Recycled Places: The Journey of the Museum of Reclaimed Urban Space from Squat to Museum
Encountering Transition, International Council of Museums ICAMT 50th Annual Conference, Oct 6–10, 2024.
© John Penly
abstract
The Museum of Reclaimed Urban Space (MoRUS) is a small community museum that chronicles the rich history of community resilience of the Lower East Side Manhattan. Following the economic stagnation in the 1970s, many buildings that were seized by the city for nonpayment of taxes were left vacant. Squatters reclaimed these tenements, and after multiple attempts of forced eviction and resistance, the city offered to legalize the occupation. Squatters of C-Squat collectively decided to rent out the first-floor storefront, which now houses MoRUS. While transforming the squat into a museum, certain parts such as walls with murals were preserved, while other elements were thoughtfully recycled and repurposed. Through a broad contour of the making of MoRUS from C-Squat, this study aims to suggest a more holistic approach to sustainable urban heritage conservation.

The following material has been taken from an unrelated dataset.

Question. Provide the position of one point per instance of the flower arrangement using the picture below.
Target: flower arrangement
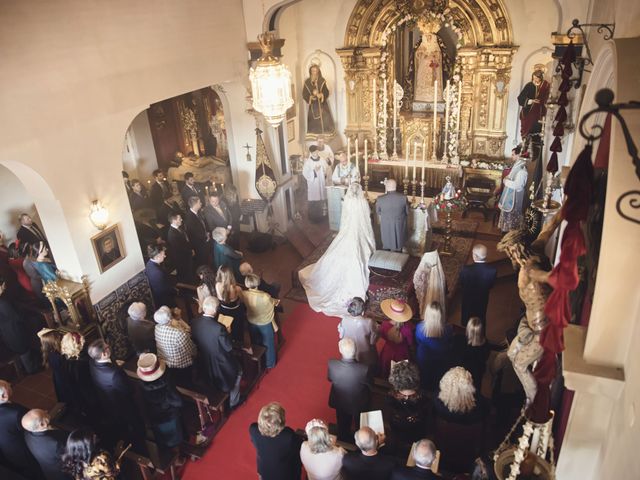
(450, 205)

Museums, Virtual Technology, and Interpretation: Rethinking the 1988 Seoul Olympics in the VR Museum
Transnational Memory Practices in the UK and South Korea: Ethics, Evaluation and Learning in Digital Exhibitions, ESRC Workshop between University of Liverpool, Liverpool John Moores University, National Museums Liverpool, and the Critical Global Studies Institute at Sogang University, Jun 22–24, 2022.
© Smithsonian National Museum of Natural History
abstract
This paper investigates how virtual reality (VR) technologies in museums can provoke epistemological and ethical shifts—not through seamless immersion, but through the glitches, software bugs, and breakdowns that interrupt it. These moments of technological failure reveal the constructed nature of historical narratives and open space for users to question curatorial authority and explore alternative modes of engagement. Through comparative case studies of physical and its virtual exhibition archive counterparts, this study examines how museums can use VR not just to replicate museum spaces, but to critically reframe them. Supported by literature in feminist epistemology, digital humanities, and museum anthropology, the study draws from the work of Donna Haraway, Johanna Drucker, Lucy Suchman, and Susan Leigh Star, to argue that embracing technological instability can foster more inclusive, situated, and self-reflexive curatorial practices.